In the 1760’s and 1770’s Underwriters at Lloyd’s formed the independent society that becomes Lloyd’s Register of Shipping shortly followed by Seventy-nine underwriters subscribing £100 each towards a new building and making them Lloyd’s first subscribers. Nine of these subscribers were elected to a Committee and in 1774 Lloyd’s moves to the Royal Exchange in Cornhill.  At this same time John Julius Angerstein, a man of great moral standing, leadership and flair, began to gain a formidable reputation as a Lloyd’s insurer. Policies written or endorsed by him came to be known as ‘Julians’ and would have no trouble finding backing; it seems he originated the Lloyd’s concept of a ‘lead’ underwriter setting a rate which others would then follow.  He became known as the Father of Lloyd’s.

By 1811, the complexity of the information used by the insurance industry had evolved significantly, but it was the creation of a network of Agents by Lloyd’s which profoundly accelerated both the reach and impact of that information.  For the first time, a global network of individuals could act as the eyes and ears of the market, finding out the truth, detecting problems and suggesting solutions. The flow of information they sent back to Lloyd’s was a vital component of the consolidation and growth of both Lloyd’s reputation and the added values and expertise it could offer customers.

Outside of Lloyd’s, the underwriting of insurance in the UK was limited by statute to just two companies.  Because the monopoly did not apply to individuals writing insurance, Lloyd’s underwriters were free to carry on their underwriting and in the absence of significant competition were able to thrive. Around 1824 Lloyd’s entered a difficult period. A Bill was finally passed ending the company monopolies and restrictions on insurance which had so favoured Lloyd’s, and so prompting Nathan Rothschild to found his rival insurance firm, the Alliance Assurance Company (now RSA Insurance Group). Subscribers at Lloyd’s began to fall away.

In 1828 George Richard Robinson, who had earlier been MP for Poole, was appointed Chairman, and helped Lloyd’s to recover its prestige over the next decade and a half. Stamp duty was reduced on policies; Lloyd’s List became a daily paper and the Agency system was extended.

Financial security began to be taken much more seriously at Lloyd’s. Members were forced to resign if they became bankrupt, and by the 1860s most new candidates were required to put up a deposit or guarantee to support their underwriting.

Things again changed in the 1870’s a marine underwriter Frederick Marten invented the concept of large syndicates. Lloyd‘s had been losing ground to the new and wider company market due to its smaller capacity – most syndicates had only two or three members. Marten bucked the trend and began writing for a 12-man syndicate. 

The Underwriting Room (usually called ‘the Room’) was astounded by the size of the lines he could write, and foretold disaster. But Marten was vindicated. He’d stood up to the threat from the company market and brought the marine business back to Lloyd’s.

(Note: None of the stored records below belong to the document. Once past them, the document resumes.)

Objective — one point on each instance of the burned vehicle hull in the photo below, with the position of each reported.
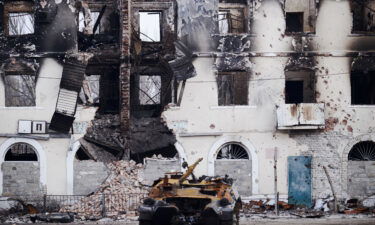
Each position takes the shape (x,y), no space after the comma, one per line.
(175,200)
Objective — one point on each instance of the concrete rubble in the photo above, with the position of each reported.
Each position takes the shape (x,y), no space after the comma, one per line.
(122,183)
(147,134)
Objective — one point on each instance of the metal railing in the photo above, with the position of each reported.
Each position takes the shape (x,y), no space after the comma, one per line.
(99,205)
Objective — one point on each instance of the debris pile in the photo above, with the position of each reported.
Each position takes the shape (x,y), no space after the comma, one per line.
(119,196)
(256,207)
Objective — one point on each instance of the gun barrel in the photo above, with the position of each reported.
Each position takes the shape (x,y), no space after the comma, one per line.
(189,171)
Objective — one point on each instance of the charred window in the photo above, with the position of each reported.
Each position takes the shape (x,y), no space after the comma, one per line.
(149,89)
(18,18)
(109,91)
(300,15)
(363,15)
(233,88)
(89,94)
(21,152)
(82,21)
(362,86)
(299,87)
(19,90)
(232,18)
(20,24)
(294,22)
(149,26)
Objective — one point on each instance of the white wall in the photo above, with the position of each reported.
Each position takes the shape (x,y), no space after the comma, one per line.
(199,122)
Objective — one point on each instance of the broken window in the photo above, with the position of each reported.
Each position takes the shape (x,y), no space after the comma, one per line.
(21,152)
(20,24)
(149,89)
(82,22)
(232,151)
(294,22)
(149,26)
(90,90)
(362,151)
(299,87)
(231,18)
(233,88)
(363,15)
(19,90)
(362,87)
(300,15)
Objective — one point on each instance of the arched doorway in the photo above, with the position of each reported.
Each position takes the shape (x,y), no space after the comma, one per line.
(361,165)
(21,170)
(233,159)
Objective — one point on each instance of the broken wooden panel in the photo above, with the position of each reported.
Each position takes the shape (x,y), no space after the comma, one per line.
(19,90)
(233,88)
(300,116)
(299,180)
(311,114)
(287,115)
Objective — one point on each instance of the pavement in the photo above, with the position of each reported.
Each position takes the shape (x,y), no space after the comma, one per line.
(265,221)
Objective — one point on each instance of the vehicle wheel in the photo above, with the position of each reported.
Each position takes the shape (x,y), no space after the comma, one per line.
(230,222)
(145,222)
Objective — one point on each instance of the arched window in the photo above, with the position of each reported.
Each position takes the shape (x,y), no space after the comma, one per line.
(362,151)
(232,151)
(21,152)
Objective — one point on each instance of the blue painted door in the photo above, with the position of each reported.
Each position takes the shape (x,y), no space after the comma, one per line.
(299,180)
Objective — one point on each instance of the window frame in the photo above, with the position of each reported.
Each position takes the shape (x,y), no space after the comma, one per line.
(160,12)
(230,7)
(362,31)
(234,101)
(17,7)
(151,97)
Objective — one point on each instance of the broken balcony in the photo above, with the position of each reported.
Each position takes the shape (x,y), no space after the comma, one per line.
(303,116)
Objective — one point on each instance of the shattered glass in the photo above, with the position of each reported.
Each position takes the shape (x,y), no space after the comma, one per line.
(149,26)
(21,23)
(149,90)
(19,90)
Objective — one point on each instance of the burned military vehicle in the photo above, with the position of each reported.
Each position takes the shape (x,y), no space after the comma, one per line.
(176,200)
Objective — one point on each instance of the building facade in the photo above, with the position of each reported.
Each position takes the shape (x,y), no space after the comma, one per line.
(247,85)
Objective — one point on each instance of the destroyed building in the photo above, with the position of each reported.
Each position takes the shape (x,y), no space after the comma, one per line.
(245,84)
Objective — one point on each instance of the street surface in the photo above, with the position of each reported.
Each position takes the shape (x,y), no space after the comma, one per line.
(325,221)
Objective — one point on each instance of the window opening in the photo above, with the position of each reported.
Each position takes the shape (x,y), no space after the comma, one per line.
(149,26)
(232,151)
(19,90)
(82,155)
(20,23)
(21,152)
(231,18)
(294,22)
(363,15)
(299,87)
(82,24)
(362,151)
(149,89)
(233,88)
(362,86)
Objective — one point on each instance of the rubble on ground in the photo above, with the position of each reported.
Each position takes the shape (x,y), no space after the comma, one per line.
(121,189)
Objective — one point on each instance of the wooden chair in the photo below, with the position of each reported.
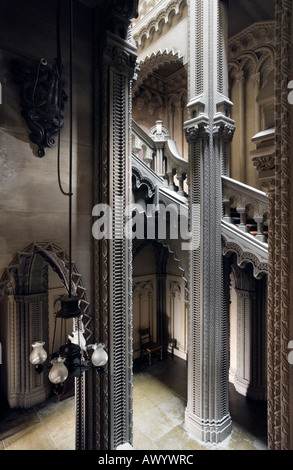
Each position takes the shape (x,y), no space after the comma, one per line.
(147,346)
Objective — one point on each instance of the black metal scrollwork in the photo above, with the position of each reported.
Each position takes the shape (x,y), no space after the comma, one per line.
(42,101)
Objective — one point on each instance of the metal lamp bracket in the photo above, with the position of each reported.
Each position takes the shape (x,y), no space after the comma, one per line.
(42,101)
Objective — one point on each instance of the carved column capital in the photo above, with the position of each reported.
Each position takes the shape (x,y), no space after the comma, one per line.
(196,131)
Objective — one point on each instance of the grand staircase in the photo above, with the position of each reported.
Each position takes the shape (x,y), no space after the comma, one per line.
(158,167)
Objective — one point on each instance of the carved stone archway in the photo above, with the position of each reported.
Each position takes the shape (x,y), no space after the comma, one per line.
(24,291)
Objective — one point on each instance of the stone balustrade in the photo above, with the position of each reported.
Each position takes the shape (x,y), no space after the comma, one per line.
(246,207)
(159,152)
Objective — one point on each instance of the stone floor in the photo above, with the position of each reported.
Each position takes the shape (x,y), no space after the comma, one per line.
(159,402)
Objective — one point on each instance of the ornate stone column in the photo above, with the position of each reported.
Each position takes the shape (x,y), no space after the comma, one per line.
(276,171)
(209,131)
(105,403)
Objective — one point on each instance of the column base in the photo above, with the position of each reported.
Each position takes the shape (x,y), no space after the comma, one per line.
(208,431)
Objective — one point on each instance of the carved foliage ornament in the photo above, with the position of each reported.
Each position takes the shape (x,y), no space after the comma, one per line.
(42,101)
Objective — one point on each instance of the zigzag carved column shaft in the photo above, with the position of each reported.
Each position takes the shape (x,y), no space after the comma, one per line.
(279,409)
(209,132)
(108,397)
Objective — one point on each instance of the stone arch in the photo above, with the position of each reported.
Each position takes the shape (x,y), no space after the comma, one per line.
(25,307)
(20,276)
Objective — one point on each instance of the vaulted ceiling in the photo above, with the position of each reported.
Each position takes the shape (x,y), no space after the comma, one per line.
(242,13)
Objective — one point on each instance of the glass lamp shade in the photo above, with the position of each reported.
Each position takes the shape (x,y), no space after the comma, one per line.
(38,354)
(78,338)
(99,357)
(59,372)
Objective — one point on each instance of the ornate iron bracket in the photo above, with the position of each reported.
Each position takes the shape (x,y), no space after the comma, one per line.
(42,101)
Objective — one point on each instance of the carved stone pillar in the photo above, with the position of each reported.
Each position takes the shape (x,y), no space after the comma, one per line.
(242,126)
(209,126)
(105,416)
(280,383)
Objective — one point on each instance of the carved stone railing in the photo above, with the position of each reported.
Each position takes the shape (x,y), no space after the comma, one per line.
(157,165)
(245,207)
(160,154)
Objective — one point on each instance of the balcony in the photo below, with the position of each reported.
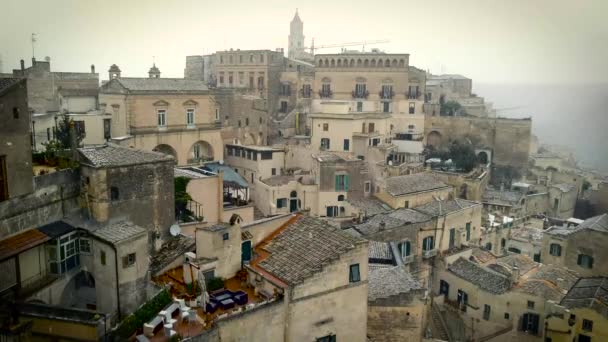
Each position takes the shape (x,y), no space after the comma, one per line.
(325,94)
(413,95)
(175,128)
(306,93)
(361,94)
(409,259)
(386,95)
(429,254)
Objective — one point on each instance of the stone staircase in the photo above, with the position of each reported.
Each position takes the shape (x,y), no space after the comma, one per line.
(440,329)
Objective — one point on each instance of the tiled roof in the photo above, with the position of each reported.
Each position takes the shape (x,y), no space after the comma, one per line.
(114,155)
(118,231)
(369,205)
(483,277)
(380,252)
(440,208)
(504,198)
(6,83)
(170,250)
(397,218)
(389,281)
(598,223)
(304,247)
(588,293)
(418,182)
(551,283)
(161,84)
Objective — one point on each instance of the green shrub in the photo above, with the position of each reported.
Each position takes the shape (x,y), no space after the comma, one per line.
(215,283)
(143,315)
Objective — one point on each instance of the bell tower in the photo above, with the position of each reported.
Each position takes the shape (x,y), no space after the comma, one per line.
(296,37)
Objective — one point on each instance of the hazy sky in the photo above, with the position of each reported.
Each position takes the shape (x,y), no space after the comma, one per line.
(497,41)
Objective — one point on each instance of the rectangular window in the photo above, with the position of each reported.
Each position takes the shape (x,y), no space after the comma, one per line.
(162,119)
(85,246)
(585,261)
(281,203)
(341,183)
(190,117)
(354,275)
(587,325)
(128,260)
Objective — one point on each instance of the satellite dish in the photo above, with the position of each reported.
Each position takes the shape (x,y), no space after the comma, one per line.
(175,230)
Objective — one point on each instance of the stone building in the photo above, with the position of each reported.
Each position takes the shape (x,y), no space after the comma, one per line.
(15,144)
(179,117)
(397,305)
(578,247)
(296,49)
(409,191)
(121,182)
(503,298)
(582,315)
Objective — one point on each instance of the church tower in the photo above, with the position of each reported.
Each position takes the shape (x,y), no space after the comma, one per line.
(296,37)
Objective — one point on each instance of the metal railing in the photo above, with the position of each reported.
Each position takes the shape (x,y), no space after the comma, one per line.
(175,128)
(429,254)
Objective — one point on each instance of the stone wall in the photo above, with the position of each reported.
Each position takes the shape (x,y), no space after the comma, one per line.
(15,145)
(45,205)
(508,138)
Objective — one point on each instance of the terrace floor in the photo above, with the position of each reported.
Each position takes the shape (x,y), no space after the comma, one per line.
(204,321)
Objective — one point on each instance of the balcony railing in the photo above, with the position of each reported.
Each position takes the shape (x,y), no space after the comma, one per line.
(409,259)
(35,283)
(361,94)
(306,93)
(413,95)
(386,95)
(429,254)
(175,128)
(325,94)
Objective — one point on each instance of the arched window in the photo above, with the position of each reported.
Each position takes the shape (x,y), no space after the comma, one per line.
(555,249)
(405,248)
(114,194)
(428,243)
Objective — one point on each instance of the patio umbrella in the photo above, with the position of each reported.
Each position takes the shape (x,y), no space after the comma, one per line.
(204,295)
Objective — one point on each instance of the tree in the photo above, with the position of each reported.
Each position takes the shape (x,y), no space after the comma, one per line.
(463,156)
(452,108)
(63,132)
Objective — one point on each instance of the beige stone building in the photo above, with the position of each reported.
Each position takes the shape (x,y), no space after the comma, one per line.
(412,190)
(578,247)
(174,116)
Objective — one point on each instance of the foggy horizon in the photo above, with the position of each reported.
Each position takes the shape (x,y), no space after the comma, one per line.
(489,42)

Also in 1871 Lloyd’s Act of Parliament made it illegal for anyone who is not a recognised underwriting member of Lloyd’s to sign his name to a Lloyd’s policy. 

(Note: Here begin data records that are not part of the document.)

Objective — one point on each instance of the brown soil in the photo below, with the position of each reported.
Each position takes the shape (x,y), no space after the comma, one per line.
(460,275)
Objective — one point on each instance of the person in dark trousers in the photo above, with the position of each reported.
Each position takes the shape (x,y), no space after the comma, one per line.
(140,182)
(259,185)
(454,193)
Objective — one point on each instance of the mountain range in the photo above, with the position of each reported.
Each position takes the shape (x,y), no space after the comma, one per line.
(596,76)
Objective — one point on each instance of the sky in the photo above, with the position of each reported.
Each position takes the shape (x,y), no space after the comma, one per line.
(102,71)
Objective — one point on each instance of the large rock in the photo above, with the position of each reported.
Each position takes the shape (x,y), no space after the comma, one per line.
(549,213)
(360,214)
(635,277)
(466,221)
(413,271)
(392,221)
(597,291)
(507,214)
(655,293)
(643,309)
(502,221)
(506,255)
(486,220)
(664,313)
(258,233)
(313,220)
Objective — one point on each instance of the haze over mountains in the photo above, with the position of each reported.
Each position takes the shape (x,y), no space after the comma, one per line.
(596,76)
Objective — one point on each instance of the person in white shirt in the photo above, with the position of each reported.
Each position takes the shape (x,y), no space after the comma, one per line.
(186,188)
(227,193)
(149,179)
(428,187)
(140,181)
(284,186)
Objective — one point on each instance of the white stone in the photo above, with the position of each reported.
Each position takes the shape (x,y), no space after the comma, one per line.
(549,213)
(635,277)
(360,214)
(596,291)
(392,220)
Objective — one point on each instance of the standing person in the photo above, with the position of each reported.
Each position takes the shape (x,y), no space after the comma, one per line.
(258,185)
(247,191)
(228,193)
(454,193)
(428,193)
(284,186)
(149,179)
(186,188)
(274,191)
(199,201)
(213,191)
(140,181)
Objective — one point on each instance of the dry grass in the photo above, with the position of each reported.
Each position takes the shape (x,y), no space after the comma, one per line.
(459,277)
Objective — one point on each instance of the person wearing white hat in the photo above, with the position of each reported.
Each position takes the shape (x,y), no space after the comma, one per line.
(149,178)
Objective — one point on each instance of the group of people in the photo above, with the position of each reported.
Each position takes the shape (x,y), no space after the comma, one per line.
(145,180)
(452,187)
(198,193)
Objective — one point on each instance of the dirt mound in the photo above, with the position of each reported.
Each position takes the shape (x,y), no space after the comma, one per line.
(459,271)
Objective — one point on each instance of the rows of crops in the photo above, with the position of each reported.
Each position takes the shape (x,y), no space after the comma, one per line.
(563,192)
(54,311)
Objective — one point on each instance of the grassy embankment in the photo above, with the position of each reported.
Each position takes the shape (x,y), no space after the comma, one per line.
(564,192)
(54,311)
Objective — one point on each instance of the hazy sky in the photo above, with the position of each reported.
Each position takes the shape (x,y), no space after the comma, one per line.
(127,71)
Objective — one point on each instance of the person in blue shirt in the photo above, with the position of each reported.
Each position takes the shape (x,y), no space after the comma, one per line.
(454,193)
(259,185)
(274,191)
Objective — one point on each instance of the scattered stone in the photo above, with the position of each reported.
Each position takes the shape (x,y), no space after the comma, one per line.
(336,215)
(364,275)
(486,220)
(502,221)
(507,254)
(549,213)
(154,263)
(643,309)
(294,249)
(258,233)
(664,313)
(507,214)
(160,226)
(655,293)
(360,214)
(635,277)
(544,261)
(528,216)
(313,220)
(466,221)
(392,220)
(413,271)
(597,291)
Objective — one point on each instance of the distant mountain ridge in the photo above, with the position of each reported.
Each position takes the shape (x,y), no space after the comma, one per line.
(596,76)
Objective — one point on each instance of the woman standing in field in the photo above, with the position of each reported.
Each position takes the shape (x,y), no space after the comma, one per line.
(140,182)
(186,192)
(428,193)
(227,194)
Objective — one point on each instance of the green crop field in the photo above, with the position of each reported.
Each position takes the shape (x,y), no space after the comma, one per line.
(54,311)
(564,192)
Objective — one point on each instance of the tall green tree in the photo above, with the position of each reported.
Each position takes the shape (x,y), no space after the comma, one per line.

At the time Cuthbert Heath was underwriting at Lloyd’s, the London market wrote exclusively for marine and fire risks. It didn’t take long for Heath to change that. In 1877, Heath was approached by the Hand in Hand Insurance Company for the reinsurance of its fire policies; he made the bold decision to accept the risk. Over the following years, with Heath leading the way, Lloyd’s began to insure risks way beyond the traditional shipping ventures. He was a prominent and visionary Lloyd’s underwriter and wrote the first Lloyd’s reinsurance policy on American risks for a British company doing business in the US.

Throughout this decade and for years to come, Heath would forge a brand new, highly adventurous path for Lloyd’s, and establish an astonishing presence for the Society in America and on a global scale.

In an effort to properly weigh new risk, Heath became the first Lloyd’s underwriter to accumulate detailed probability of loss statistics; he would pay for historic documents and maps detailing windstorms and earthquakes. He became a specialist in the risks he took on and left a legacy for Lloyd’s modern day underwriters.

At the time of the famous San Francisco earthquake, in 1906, Heath was a leading earthquake underwriter. His actions after the disaster cemented Lloyd’s reputation in the US. He insisted on paying all claims in relation to the earthquake and fires regardless of the policy wording, and, in doing so, built the foundations of the modern Lloyd’s.

It wasn’t until 1965 that Lloyd‘s first admitted foreign members, although the far-sighted Cuthbert Heath had proposed American and French underwriters in the pre-war era.  

Around now, the jet age began to change the way business was conducted, and the market rapidly became more international. Just one example: cover for the Delaware River Port Authority was brokered in the 1960s at Washington’s Dulles airport – the London broker arriving and leaving on the same Concorde plane. 

In 1973 Liliana Archibald became the first female Lloyd’s broker. After her first day in the Room at Lloyd’s, she passed the building on her way home and observed, ‘The roof was still on.’ 

Things again changed in 1977 when Frederick Sasse ran up losses of £21m on Syndicate 762. The 110 members, facing bankruptcy, successfully argued that controls were not in place. In 1978, a general meeting of members agreed to a working party to examine self-regulation, chaired by Sir Henry Fisher. In 1982, a Bill aimed at tightening controls received Royal Assent. The first Council of Lloyd’s was elected to perform a supervisory role.

Then in the late 1980’s Lloyd’s were hit with huge claims by the American courts on asbestosis and other long tail liability business this coupled with some large catastrophe losses from windstorms and Piper Alpha oil rig led to action groups being formed by members intent on suing Lloyd’s and nearly brought Lloyd’s to its knees.  The chain of capital behind Lloyd’s including the Lloyd’s Central Fund was nearly exhausted. This led to the Reconstruction and Renewal Plan being adopted with all 1992 and prior liabilities being reinsured into Equitas and the introduction of Corporate Capital, with the concept of limited liability.  In 2002 new franchise proposals were approved and a Franchise Board was appointed to ensure the marketplace is working to the highest standards, which brings us to where we are today.

The franchise board established a set of protocols called the “Minimum Underwriting Standards” (MUS) by which each syndicate operating at Lloyd’s were to operate by or face sanctions. The MUS were eestablished to ensure the Central Fund  would be protected as a core fund backing all Lloyd’s policies and not be vulnerable in the way it was in the latter part of the 20th century.

The MUS were updated in 2021 and replaced by a principles based approach consisting of 13 core principles formerly kown as the “Principles for Doing Business”. The unprecendented losses from Natural Catastrophes from 2017 to 2022 provide some degree of comfort to Lloyd’s policyholders and investors that the underwriting regimes and regulations introduced now provide a far more stable environment.